The following protocol is very dumb, and relies on a lot of mental brute force, but I find that it works very well indeed.
First, learn the alphabet. the most basic survival phrases, the phonetics, the basic grammar. This may be the steepest part of the learning curve. I recommend that you get at least an introductory book to help you through this phase, the A1 level.
Now comes the fun part.
The key element to accelerated and efficient language learning is wanting, needing, craving to understand and to be understood. Choose a text, any text, which you know will trigger all your "I want to know what it says!" instincts. I myself find that highly dramatic works, with lots of suspense and high emotional torque, are ideal. Take a dictionary and just look up every single word that you don't know. You write each one of them down, with, first, the exact pronunciation, then, their definition in the original language, the translation to your own language, and, optionally (and I do recommend taking that option), a couple of examples of its use, better if you come up with them yourself.
It's very intense, and one can get deeply immersed in the flow, so pay attention to the clock: there's a very high risk of Tetris Effect/Just... One... More... Word... effect taking place. Like going to the gym, you need to pace yourself: if you go everyday for two weeks and then give up for three months, we won't be achieving much. Keep it at six hours weekly maximum if you're doing this on the side, three hours is a reasonable rate.
The next step would be, once you're fairly confident you won't make a fool of yourself, to join a forum where topics you care a lot about are discussed very seriously, and then trying to contribute to the discussion. This will force you to write a lot, very quickly, and your interlocutors will be very unforgiving of mistakes, so you'll be very motivated to check and double check. Giving a teacher a sloppy piece is simply laziness, giving it to a discussion board is an affront.

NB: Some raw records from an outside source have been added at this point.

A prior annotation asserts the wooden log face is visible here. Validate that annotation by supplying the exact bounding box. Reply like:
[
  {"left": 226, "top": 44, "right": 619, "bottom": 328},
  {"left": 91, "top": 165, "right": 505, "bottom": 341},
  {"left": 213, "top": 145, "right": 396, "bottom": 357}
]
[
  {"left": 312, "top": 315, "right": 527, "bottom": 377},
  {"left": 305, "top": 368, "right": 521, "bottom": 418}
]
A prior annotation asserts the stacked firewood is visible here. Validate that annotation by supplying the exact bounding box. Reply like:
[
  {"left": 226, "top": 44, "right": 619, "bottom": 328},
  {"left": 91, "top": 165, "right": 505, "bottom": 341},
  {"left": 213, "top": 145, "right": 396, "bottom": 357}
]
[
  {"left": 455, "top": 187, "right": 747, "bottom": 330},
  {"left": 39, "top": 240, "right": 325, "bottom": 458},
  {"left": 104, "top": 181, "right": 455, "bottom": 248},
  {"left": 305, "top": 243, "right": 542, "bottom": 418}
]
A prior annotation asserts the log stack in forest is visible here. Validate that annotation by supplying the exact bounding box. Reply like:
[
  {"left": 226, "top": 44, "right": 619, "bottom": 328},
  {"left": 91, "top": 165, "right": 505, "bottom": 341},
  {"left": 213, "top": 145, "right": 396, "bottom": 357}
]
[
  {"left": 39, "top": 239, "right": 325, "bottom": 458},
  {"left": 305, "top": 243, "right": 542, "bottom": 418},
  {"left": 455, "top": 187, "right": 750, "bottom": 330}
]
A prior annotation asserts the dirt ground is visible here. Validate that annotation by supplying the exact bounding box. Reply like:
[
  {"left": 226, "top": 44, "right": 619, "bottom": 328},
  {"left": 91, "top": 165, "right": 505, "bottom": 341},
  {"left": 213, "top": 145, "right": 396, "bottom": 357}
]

I focus this much on the written media because that's where you'll get the most information bandwidth, so to speak, and because it's both easier to pick apart and to put together than the oral language, kind of like the difference between a turn-based game and a real-time strategy game. Subtitled movies can be a fun, low intensity tool, but the difficulty when learning languages other than English is to find versions with good subtitles (you DO NOT WANT the bad subtitles).
But you may well have to learn to speak the language properly, and one of the fast ways of improving one's ability to learn languages is, well, singing. Usually there's opportunities to join a choir for free (especially if you're okay with church-y environments), and they're a wonderful learning opportunity for beginners. The more you master voice and rhythm, tone and timbre, the easier you will find it to attune yourself to any particular language's set of sounds and paces.
And know this: the more languages you learn, the easier it becomes to learn more. Additionally, the same way learning programming languages helps you clarify the way you think and pattern your thoughts more logically, learning new human languages will give you a firmer grasp of the metaphors on which it is all built, and a better understanding of both universal human psychology, and your own language (like Monsieur Jourdain, who found out to his great amazement that, his whole life, he had been speaking in prose... but, hopefully, what you find out will be more meaningful in all sorts of ways).